In case of implant removal and mastopexy , the most important point to be clarified with the patient is if the remaining tissue, sometimes very little, is enough to give her a satisfying volume once the breast is lifted and reshaped. The patient requiring this procedure is often a woman around 50 years old who wants her breast prostheses to be removed because they are old and at risk of rupture, or have already ruptured, and who also desires smaller and more discreet breasts. The use of a fat graft can be taken into consideration when the patient wants a fuller upper pole and a minimal volume increase but refuses a new silicone prosthesis. Of course, the limits of this solution should be highlighted, mainly the resorption of the fat and the necessity of a sufficient donor site. In selected cases, when more projection and volume is needed, an inferior-based ﬂap of de-epithelialized subcutaneous and breast tissue inserted beneath a superior pedicle (auto augmentation mastopexy) can also be successfully used.
In pure post augmentation cases, a clear description of the location and length of the remaining scars is critical to avoid unhappy patients.
In the case of implant substitution and mastopexy , the most critical decision is whether the new prosthesis should be placed in a new implant pocket.
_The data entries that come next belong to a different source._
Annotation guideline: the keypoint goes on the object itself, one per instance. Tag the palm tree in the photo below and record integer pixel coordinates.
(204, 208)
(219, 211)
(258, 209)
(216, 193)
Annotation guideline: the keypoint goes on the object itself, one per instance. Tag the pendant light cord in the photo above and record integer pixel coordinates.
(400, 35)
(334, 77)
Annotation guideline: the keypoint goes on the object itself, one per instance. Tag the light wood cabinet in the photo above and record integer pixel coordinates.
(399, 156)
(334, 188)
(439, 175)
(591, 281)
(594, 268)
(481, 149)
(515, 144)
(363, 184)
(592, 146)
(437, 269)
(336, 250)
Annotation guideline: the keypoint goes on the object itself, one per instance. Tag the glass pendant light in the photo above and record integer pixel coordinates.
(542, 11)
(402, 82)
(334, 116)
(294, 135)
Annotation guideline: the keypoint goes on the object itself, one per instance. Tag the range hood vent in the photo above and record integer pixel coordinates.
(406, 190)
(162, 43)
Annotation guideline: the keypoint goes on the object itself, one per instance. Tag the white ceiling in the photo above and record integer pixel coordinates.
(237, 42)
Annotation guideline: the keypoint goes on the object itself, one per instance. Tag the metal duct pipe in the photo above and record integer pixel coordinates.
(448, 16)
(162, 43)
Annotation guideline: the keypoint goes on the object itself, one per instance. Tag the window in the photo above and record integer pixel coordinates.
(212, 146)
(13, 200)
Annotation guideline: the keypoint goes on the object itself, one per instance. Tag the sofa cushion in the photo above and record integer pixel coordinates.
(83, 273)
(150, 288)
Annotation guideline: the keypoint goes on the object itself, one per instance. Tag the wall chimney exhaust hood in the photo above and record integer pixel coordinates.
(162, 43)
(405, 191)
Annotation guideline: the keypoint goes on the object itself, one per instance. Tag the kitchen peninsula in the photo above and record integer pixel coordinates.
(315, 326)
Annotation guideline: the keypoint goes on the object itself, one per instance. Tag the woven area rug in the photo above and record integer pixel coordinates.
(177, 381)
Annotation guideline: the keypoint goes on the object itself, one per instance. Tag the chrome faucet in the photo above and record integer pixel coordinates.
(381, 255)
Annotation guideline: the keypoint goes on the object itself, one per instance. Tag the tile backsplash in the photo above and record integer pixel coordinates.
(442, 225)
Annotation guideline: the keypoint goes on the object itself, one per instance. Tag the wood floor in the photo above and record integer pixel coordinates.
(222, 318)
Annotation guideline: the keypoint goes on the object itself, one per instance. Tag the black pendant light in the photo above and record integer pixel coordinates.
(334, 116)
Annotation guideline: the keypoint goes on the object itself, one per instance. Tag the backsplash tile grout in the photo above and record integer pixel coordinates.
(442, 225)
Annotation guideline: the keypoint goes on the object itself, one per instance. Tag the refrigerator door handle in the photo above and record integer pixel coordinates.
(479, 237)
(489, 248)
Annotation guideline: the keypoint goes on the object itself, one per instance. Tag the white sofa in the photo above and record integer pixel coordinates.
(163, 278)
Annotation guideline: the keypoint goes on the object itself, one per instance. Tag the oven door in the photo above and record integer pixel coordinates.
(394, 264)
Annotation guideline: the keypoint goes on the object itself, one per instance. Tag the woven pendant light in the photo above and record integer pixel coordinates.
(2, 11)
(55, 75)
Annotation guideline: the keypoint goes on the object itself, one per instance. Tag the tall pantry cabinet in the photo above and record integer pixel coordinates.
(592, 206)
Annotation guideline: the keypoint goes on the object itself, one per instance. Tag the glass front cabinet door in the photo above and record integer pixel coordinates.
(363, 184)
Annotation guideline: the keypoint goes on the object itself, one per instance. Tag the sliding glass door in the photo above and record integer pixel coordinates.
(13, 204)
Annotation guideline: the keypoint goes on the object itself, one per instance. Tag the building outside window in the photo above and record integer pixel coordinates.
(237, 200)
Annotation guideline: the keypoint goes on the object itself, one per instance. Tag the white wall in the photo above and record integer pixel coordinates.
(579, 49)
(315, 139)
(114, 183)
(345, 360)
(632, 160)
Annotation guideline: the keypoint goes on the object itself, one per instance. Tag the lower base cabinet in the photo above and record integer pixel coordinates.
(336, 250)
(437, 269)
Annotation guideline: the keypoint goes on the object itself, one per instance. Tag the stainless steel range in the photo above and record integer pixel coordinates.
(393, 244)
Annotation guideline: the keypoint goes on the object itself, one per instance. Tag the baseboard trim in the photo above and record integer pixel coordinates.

Parameters to be considered are the pinch test in superior-medial quadrants (if the thickness of the soft tissue is less than 2 cm a subpectoral placement should be preferred) and the type of result desired by the patient in long-term follow-up. The risk of a waterfall deformity in case of a subpectoral new implant with a significant amount of breast tissue has to be considered and use compared with a prepectoral placement leading to a possible bottoming out, especially if large implants are used. The new shape and volume of the breast should also be discussed with the patient with the help of some postoperative results pictures. A switch from a subglandular to a subpectoral placement of the implant improves the fullness of the upper pole and provides a better coverage of the prosthesis, but at the same time, can make the breasts less mobile and the breast mounds more distant from the midline.
In secondary cases where a mastopexy has already been performed, the increased risk for the vascular supply of the areola should be mentioned to the patient, along with the other typical complications of an augmentation mastopexy.
Can you describe your technique?
As previously mentioned, the presence of an implant alters significantly any preoperative marking and drawings, making them inappropriate after the removal of the prosthesis or its substitution, especially if the plane of the pocket is also changed. For this reason, the only references that I mark before the operation are the midline, the breast meridian, and the existing inframammary fold. The procedure starts with a vertical skin incision from the lower border of the areola to a point 2 cm above the submammary fold. The soft tissues are dissected up to the periprosthetic capsule and all efforts are made to avoid penetrating it. Breast implants are removed or substituted usually after many years and the risk of dealing with a ruptured prosthesis is very high. The implant therefore is removed together with the intact capsule (total capsulectomy), thus avoiding any dispersion of the silicone gel in to the pocket.